Feature #23284
closedKeepclient reports backend keep metrics
Description
Add net:keep0, keepcalls, and keepcache output to mimic arv-mount:
crunchstat: keepcalls 0 put 3753 get -- interval 10.0000 seconds 0 put 0 get crunchstat: net:keep0 0 tx 484065792 rx -- interval 10.0000 seconds 0 tx 0 rx crunchstat: keepcache 3700 hit 8 miss -- interval 10.0000 seconds 0 hit 0 miss
Implementation:
Add prometheus metrics to sdk/go/keepclient such that a caller like lib/mount.keepFS can pass in a *prometheus.Registry to start collecting back-end and cache metrics, e.g.,
reg := prometheus.NewRegistry()
kc, _ := keepclient.MakeKeepClient(ac)
kc.CollectMetrics(reg)
Connecting multiple KeepClients to the same registry also needs to work, e.g.,
reg := prometheus.NewRegistry()
kc, _ := keepclient.MakeKeepClient(ac)
kc.CollectMetrics(reg)
kc2 := kc.Clone()
kc3, _ := keepclient.MakeKeepClient(ac)
kc3.CollectMetrics(reg)
// reg now reports combined metrics for kc, kc2, and kc3
In lib/mount.keepFS, use those resulting metrics to generate the new crunchstat entries.
Updated by Tom Clegg 5 months ago
- Follows Feature #23245: Go FUSE driver reports crunchstats added
Updated by Brett Smith 4 months ago
- Target version changed from Development 2025-11-12 to Development 2025-11-26
Updated by Tom Clegg 4 months ago
23284-keepclient-metrics @ c9ba673c419be2f9b41baef9f993449cad55868a -- developer-run-tests: #4942
fix sdk/go/arvados tests, re-run remainder @ 7e07cfc04c0d76fa33dd161d34f91b5f66249492 run-tests-remainder: #5662
- track cache hits/misses, blocks in/out, and network traffic in/out
- enable client metrics in keepproxy
- enable client metrics in keep-web
- track cache bytes in/out, application bytes in/out (arv-mount doesn't report it, but lib/mount probably should, because network traffic ÷ application traffic is an indicator of a cache thrashing pattern where we re-fetch entire blocks to serve short reads)
Updated by Tom Clegg 4 months ago
- Related to Feature #23308: Go FUSE driver crunchstat should report client-side traffic (need to add to keepclient metrics) added
Updated by Tom Clegg 4 months ago
· Edited
23284-keepclient-metrics @ b9ac9378f404a10a07816eb5a8d5c6ae2e6f15d6 -- developer-run-tests: #4944
(workbench2 test failed)
- All agreed upon points are implemented / addressed. Describe changes from pre-implementation design.

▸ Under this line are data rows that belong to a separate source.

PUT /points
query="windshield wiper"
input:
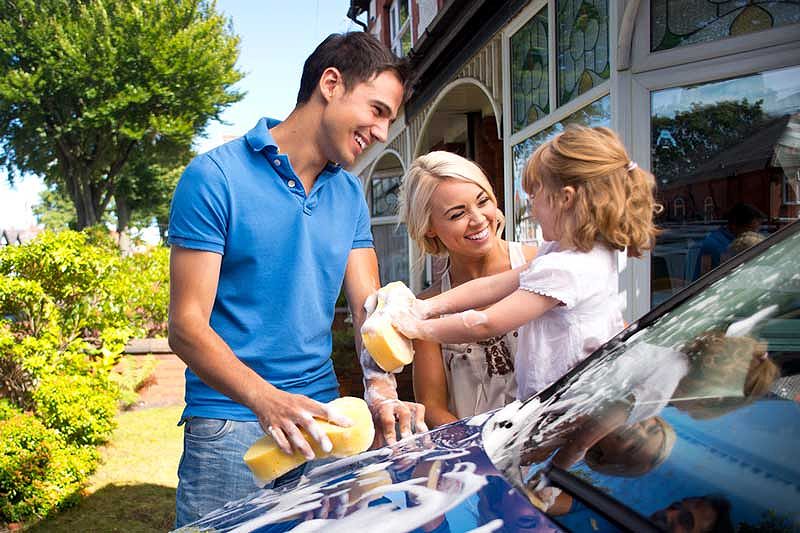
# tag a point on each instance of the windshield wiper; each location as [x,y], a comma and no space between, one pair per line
[617,513]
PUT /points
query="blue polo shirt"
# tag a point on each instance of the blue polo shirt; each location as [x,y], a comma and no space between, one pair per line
[283,260]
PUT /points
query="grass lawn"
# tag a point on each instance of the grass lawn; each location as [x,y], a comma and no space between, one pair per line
[133,490]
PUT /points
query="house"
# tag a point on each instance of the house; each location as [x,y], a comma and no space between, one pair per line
[492,79]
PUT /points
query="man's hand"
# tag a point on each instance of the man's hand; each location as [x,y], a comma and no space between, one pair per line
[388,413]
[282,414]
[380,393]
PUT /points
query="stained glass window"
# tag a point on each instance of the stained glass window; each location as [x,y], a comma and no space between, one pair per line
[598,113]
[530,98]
[582,46]
[681,22]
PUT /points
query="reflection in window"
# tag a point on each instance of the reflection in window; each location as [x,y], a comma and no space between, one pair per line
[400,28]
[383,193]
[530,86]
[391,246]
[598,113]
[681,22]
[582,46]
[719,147]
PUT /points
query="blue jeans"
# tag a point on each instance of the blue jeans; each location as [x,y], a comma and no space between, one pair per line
[211,472]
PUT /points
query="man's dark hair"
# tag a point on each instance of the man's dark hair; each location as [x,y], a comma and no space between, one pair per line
[359,56]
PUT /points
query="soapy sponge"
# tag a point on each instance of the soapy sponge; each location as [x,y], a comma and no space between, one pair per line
[268,462]
[388,347]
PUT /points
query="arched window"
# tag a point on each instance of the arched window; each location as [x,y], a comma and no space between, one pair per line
[708,209]
[679,209]
[391,239]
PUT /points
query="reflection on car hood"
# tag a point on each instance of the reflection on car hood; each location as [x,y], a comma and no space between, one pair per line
[439,481]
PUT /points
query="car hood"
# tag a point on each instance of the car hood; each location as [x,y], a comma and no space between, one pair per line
[438,481]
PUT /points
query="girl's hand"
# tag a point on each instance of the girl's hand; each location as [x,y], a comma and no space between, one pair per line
[407,324]
[421,309]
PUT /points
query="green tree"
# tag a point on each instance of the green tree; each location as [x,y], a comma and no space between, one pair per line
[682,143]
[85,84]
[55,210]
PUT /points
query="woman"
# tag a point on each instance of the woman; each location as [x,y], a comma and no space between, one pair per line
[450,210]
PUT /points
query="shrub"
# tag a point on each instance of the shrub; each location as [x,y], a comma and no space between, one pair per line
[39,472]
[8,409]
[68,270]
[139,291]
[131,377]
[81,408]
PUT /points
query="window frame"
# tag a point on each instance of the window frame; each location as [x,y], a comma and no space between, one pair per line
[390,220]
[681,73]
[557,113]
[643,60]
[396,30]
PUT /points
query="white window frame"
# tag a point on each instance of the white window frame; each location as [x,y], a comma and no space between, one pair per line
[786,184]
[644,60]
[682,66]
[393,220]
[396,32]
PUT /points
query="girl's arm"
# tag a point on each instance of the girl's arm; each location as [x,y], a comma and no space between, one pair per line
[509,313]
[430,383]
[473,294]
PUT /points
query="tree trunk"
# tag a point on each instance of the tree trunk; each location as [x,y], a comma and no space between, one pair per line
[123,221]
[81,196]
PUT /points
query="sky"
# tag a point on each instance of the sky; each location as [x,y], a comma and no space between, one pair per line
[276,37]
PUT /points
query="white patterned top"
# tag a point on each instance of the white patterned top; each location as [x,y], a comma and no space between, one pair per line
[480,375]
[590,314]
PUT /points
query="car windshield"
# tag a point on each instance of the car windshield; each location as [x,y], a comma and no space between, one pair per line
[686,421]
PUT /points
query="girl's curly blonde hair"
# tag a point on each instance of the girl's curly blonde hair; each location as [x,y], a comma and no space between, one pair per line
[614,198]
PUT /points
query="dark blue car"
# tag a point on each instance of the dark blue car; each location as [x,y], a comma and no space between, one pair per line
[687,421]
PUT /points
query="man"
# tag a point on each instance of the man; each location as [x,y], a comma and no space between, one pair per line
[264,231]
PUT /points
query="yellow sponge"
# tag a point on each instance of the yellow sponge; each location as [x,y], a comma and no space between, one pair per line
[387,346]
[268,462]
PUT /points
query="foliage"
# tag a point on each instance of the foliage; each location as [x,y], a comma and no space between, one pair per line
[68,271]
[39,472]
[86,84]
[80,407]
[139,469]
[74,284]
[700,133]
[55,210]
[139,292]
[69,302]
[130,377]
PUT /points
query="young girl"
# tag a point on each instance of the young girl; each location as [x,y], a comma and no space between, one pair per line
[450,209]
[591,201]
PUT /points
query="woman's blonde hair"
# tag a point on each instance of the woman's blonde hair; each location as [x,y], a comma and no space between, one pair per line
[614,201]
[424,175]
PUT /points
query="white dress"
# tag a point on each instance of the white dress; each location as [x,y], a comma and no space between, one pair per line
[480,375]
[586,284]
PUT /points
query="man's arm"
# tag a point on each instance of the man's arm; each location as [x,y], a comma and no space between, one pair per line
[194,276]
[361,279]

- ✅ Add (*keepclient.KeepClient)RegisterMetrics(*prometheus.Registry) method
- ✨ Add keepclient backend metrics to keepproxy and keep-web
- ❌ Piggybacking already-registered metrics is not a thing, so the
kc3example in the description is not possible. Keep-web would have been easier to instrument that way, but instead I refactored it to use Clone so all metrics can be shared. - We could also add something like (*keepclient.KeepClient)CombineMetrics(*keepclient.KeepClient) but it would not be trivial, because concurrency. As long as the Clone approach works I think we should leave it at that.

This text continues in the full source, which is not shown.